I don't come at this assessment lightly. I have been a proud Roman Catholic for some 53 years, and was raised in church service, first an altar boy and later as a liturgical minister, or reader, during the mass.
And I have skin in the game. No, I don't have a #MeToo-type story of being plied with altar wine and taken advantage of by a parish priest. But during the early-1990s, as a young father, one of my children was baptized by a local clergyman, who had become a family friend. Father Patrick W. Quigley served Immaculate Conception R.C. Church in Stony Point, New York, and a short time after performing the sacrament for my family, was arrested for propositioning young boys for sex in nearby Nyack, New York.
He ultimately pleaded guilty to a misdemeanor solicitation charge and was sentenced to probation. The diocese removed him from the parish, and he was sent away for psychiatric evaluation and treatment for alcoholism at a Maryland rehabilitation center. Quigley was laicized (defrocked) by the Vatican in 2005 and died in 2010.

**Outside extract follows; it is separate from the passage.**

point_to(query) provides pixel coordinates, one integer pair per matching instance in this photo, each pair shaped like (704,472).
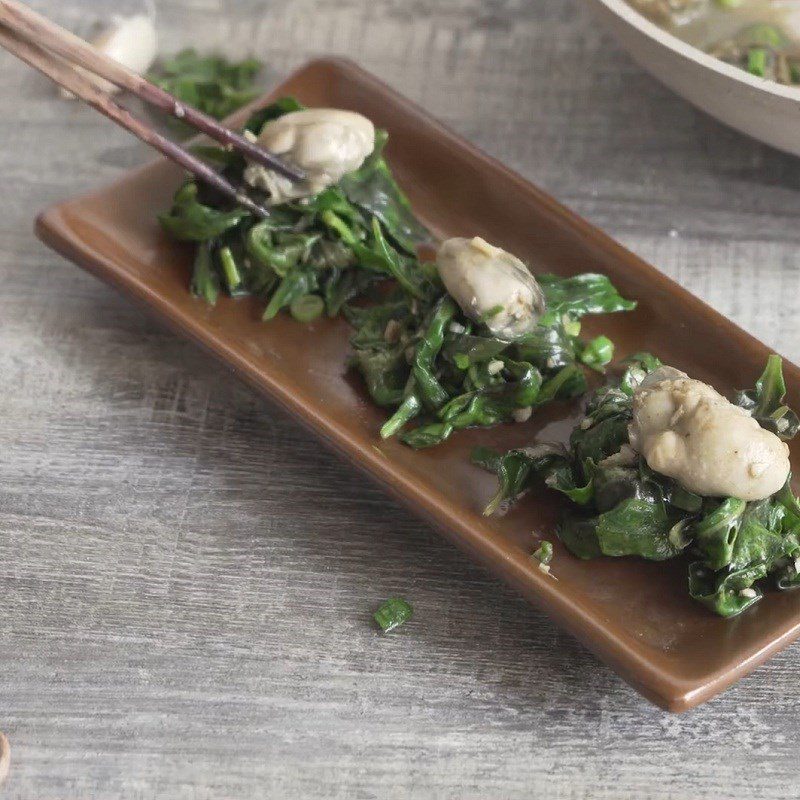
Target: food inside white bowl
(766,109)
(759,36)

In the days before the internet, word of his depravity still spread like wildfire throughout our Catholic community, a sleepy enclave an hour's drive north of New York City. I recall my palpable anger at his betrayal -- a man who only months before had held my infant aloft and pronounced the innocent child a member of our faith.
My blood boils at the memories, even now, almost three decades later.
Maybe this personal experience allows me a more visceral reaction to the Pope's seeming nonchalance on this issue. After all, if he can find the time to announce a call-to-action on the "endless fields" of plastic in the oceans, he should be able to carve out the time to discuss the elephant in the room -- serial abuse of young children.
Pope Francis needs to find his voice on this matter, and he needs to find it quickly. The Church's sad list of aggrieved victims continues to grow.
Recall that Rome burned while a distracted Nero famously fiddled. Last time I checked, the Vatican is in the middle of Rome.